Militarisation now envelopes virtually every aspect of Sri Lankan society from education to tourism and development to sports. The close alignment of interests between a militarised state and business and corporate capital is a particularly important feature of Sri Lanka today. In addition to the military itself developing extensive commercial interests, the Urban Development Authority, now under the Ministry of Defence, has become the primary vehicle for channelling prime urban real estate in Colombo to domestic and foreign capital

It should come as no surprise then that the state as well as the company have been quick to blame “vested elements […] with political motives” and “those who are trying to fulfil narrow political agendas by creating a violent atmosphere” respectively for the tragedy of Weliweriya and Balummahara, where the military first assaulted protestors. In fact, neither the Defence Secretary nor the company in their statements referred to above actually offered any expression of regret or even condoled the deaths.

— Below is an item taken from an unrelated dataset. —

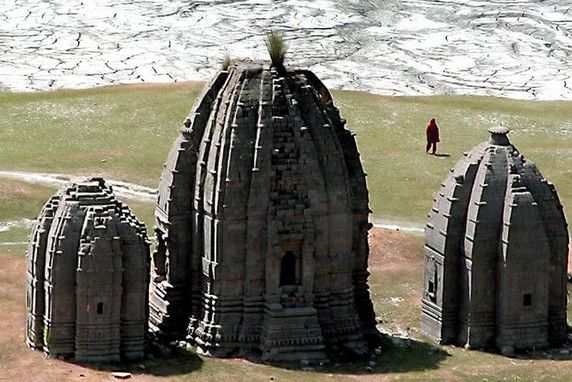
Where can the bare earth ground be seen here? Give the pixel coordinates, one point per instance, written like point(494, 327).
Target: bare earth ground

But Weliweriya is not merely just another symptom of militarisation; it is also a message. It is a clear signal of what lies in store for those who may dare to publicly assert themselves and underlines the stranglehold of the regime around expression of dissent and protest. To the extent that Weliweriya may shrink the horizon of genuinely collective democratic expression, it adds a few more bricks in the wall that the Rajapakse regime is constantly building to fortify itself.

To counter-act any possible repercussions, the regime and its media and public relations machinery are currently in overdrive, making placatory gestures and floating conspiracy theories—including one repeated by a government minister that it was all instigated by a Western nation to force the closure of the glove factory and deter foreign investment. Irrespective of how fanciful this sounds, it is telling that even in the immediate aftermath of such a tragedy, there is concern about the possible negative signals the closure of a polluting factory may send to foreign investment.

Needless to say, as in the past, it has been announced that investigations are underway and most likely a suitable scapegoat will soon be found. Even as the blood on the streets of Weliweriya and the grounds of St. Anthony’s church is cleaned up, the dead are buried and the injured recover, and even if the question of water pollution is satisfactorily resolved, militarisation has left one more indelible and bloody stain on the rapidly discolouring fabric that is Sri Lankan democracy.